Either Publisher or Advertiser may discontinue or pause the Campaign upon Forty-eight (48) hours prior written notice.

6. Confidential information

Any confidential information and/or proprietary data provided by one party (“Discloser”) to the other party (“Recipient”), including the descriptions and the pricing of the products and the terms hereof, shall be deemed “Confidential Information” of the Discloser. Confidential Information shall not be released by the Recipient to anyone except an employee or agent that has a need to know the same and that is bound by written confidentiality obligations at least as strict as those contained herein. Recipient shall not use any portion of Confidential Information provided by the Discloser for any purpose other than those provided for under the Agreement.

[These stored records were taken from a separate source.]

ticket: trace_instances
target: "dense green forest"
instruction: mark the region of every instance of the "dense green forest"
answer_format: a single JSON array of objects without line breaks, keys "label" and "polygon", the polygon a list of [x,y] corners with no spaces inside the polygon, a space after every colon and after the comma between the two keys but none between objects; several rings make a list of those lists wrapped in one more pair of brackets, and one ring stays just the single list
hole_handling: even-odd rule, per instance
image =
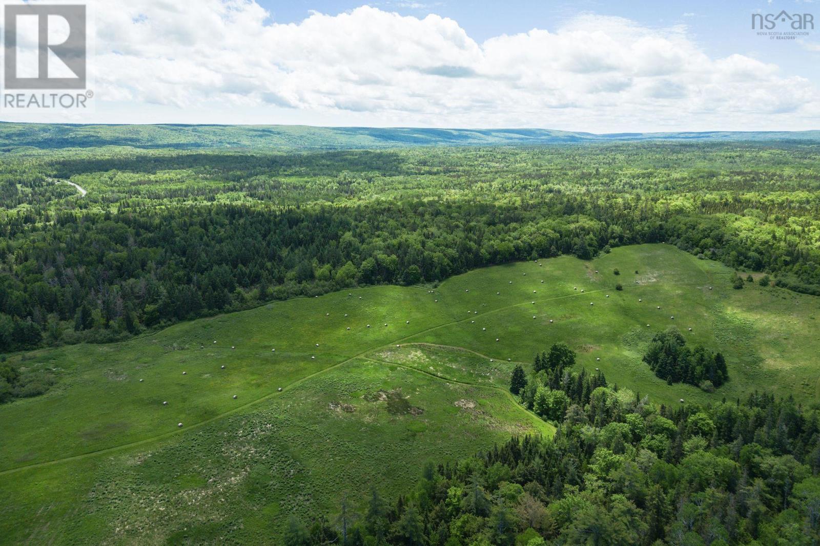
[{"label": "dense green forest", "polygon": [[0,161],[0,352],[636,243],[820,294],[818,149],[14,148]]},{"label": "dense green forest", "polygon": [[800,141],[820,131],[705,131],[595,134],[549,129],[430,129],[308,125],[75,125],[0,122],[0,143],[45,148],[134,146],[180,149],[277,150],[385,148],[411,146],[509,146],[641,140]]},{"label": "dense green forest", "polygon": [[704,407],[658,406],[599,372],[566,368],[574,356],[560,345],[536,357],[525,381],[563,401],[544,416],[558,424],[553,439],[516,437],[470,458],[429,462],[393,503],[374,488],[344,499],[335,517],[292,516],[285,544],[820,542],[816,407],[757,392]]}]

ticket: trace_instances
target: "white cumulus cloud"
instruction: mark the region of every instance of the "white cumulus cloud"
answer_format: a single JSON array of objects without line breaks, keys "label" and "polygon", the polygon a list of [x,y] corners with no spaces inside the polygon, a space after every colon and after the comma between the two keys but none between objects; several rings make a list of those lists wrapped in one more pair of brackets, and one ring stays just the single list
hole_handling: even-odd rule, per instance
[{"label": "white cumulus cloud", "polygon": [[251,0],[107,0],[96,21],[98,108],[112,121],[115,104],[168,121],[235,112],[276,123],[289,112],[312,125],[596,131],[804,129],[820,112],[806,79],[748,56],[710,57],[684,26],[618,17],[482,43],[452,19],[367,6],[280,24]]}]

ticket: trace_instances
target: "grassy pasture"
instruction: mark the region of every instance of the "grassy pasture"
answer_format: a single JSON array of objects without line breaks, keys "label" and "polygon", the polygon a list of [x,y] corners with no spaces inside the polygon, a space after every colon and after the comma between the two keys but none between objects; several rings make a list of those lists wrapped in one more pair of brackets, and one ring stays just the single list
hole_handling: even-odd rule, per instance
[{"label": "grassy pasture", "polygon": [[[0,406],[0,542],[242,542],[273,536],[292,511],[332,511],[344,491],[358,498],[374,479],[390,495],[426,459],[549,434],[505,389],[516,362],[558,340],[658,402],[755,389],[817,399],[820,300],[734,290],[732,275],[640,245],[14,355],[59,382]],[[729,383],[708,394],[655,378],[640,355],[670,325],[722,351]]]}]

7. Mutual Representations and Warranties

Each party represents and warrants to the other that: (i) it has all rights, power and authority necessary to enter into this Terms and Conditions and perform its obligations hereunder; (ii) its performance of this Terms and Conditions will not violate any agreement to which it is bound or the rights of any third party; and (iii) it will comply with all applicable laws, regulations, orders and other requirements of any governmental authority of competent jurisdiction in its performance of this Terms and Conditions. (iv) Neither Party will be liable for any claims arising due to Parties’ negligence, failure to comply with any such laws; each Party agrees to indemnify, defend and hold harmless the other Party and its partners from and against any such claims.

8. Indemnification

Each party (the “Indemnifying Party”) agrees to indemnify, defend and hold harmless the other party and its Affiliates (and all equity holders, employees, officers, directors, contractors or representatives of the same) (collectively, the “Indemnified Party”) to the maximum extent permitted by law from and against any and all damages, liabilities, costs and expenses (including reasonable attorneys’ fees) arising out of a third party claim based on the Indemnifying Party’s breach of any term of this Terms and Conditions. If any claim or action is brought against the Indemnified Party for which indemnity may be sought pursuant to this section, the Indemnified Party shall be entitled to participate at their own expense in the defense of such claim, and no settlement may be entered into by the Indemnifying Party without the Indemnified Party’s prior written consent.

9. Limitation of Liability

EXCEPT FOR BREACH OF CONFIDENTIALITY AND INDEMNIFICATION OBLIGATIONS HEREIN, IN NO EVENT WILL EITHER PARTY OR ITS AFFILIATES BE LIABLE TO THE OTHER PARTY OR ANY THIRD PARTY CLAIMING BY OR THROUGH SUCH PARTY FOR ANY SPECIAL, PUNITIVE, INDIRECT, INCIDENTAL OR CONSEQUENTIAL DAMAGES UNDER ANY THEORY OF LAW, TORT (INCLUDING NEGLIGENCE), CONTRACT, EQUITY OR OTHERWISE, INCLUDING DAMAGES FOR LOST PROFITS, REVENUES, OR DATA, COSTS OF COVER, BUSINESS INTERRUPTION, LOSS OF GOODWILL, OR DAMAGE TO REPUTATION, IN EACH CASE ARISING OUT OF OR IN CONNECTION WITH THIS AGREEMENT, EVEN IF SUCH PARTY HAD BEEN ADVISED OF (OR KNEW OR SHOULD HAVE KNOWN OF) THE POSSIBILITY OF SUCH DAMAGES. FURTHER, EXCEPT FOR BREACH OF CONFIDENTIALITY AND INDEMNIFICATION OBLIGATIONS HEREIN, IN NO EVENT WILL THE DIRECT DAMAGES OF EITHER PARTY OR ITS AFFILIATES TO THE OTHER PARTY OR ANY THIRD PARTY EXCEED, IN THE AGGREGATE WITH RESPECT TO CLAIMS ARISING OUT OF OR IN CONNECTION WITH THIS AGREEMENT, THE TOTAL DOLLAR VALUE OF ALL FEES PAID TO PUBLISHER DURING THE THIRTY (30) DAY PERIOD PRECEDING THE EVENT GIVING RISE TO THE APPLICABLE CLAIM.

10. Applicable law and dispute solution

This Agreement and any disputes pertaining to it will be governed and construed in accordance with laws of the State of California and Parties submit to the jurisdiction of the courts of San Francisco, the California.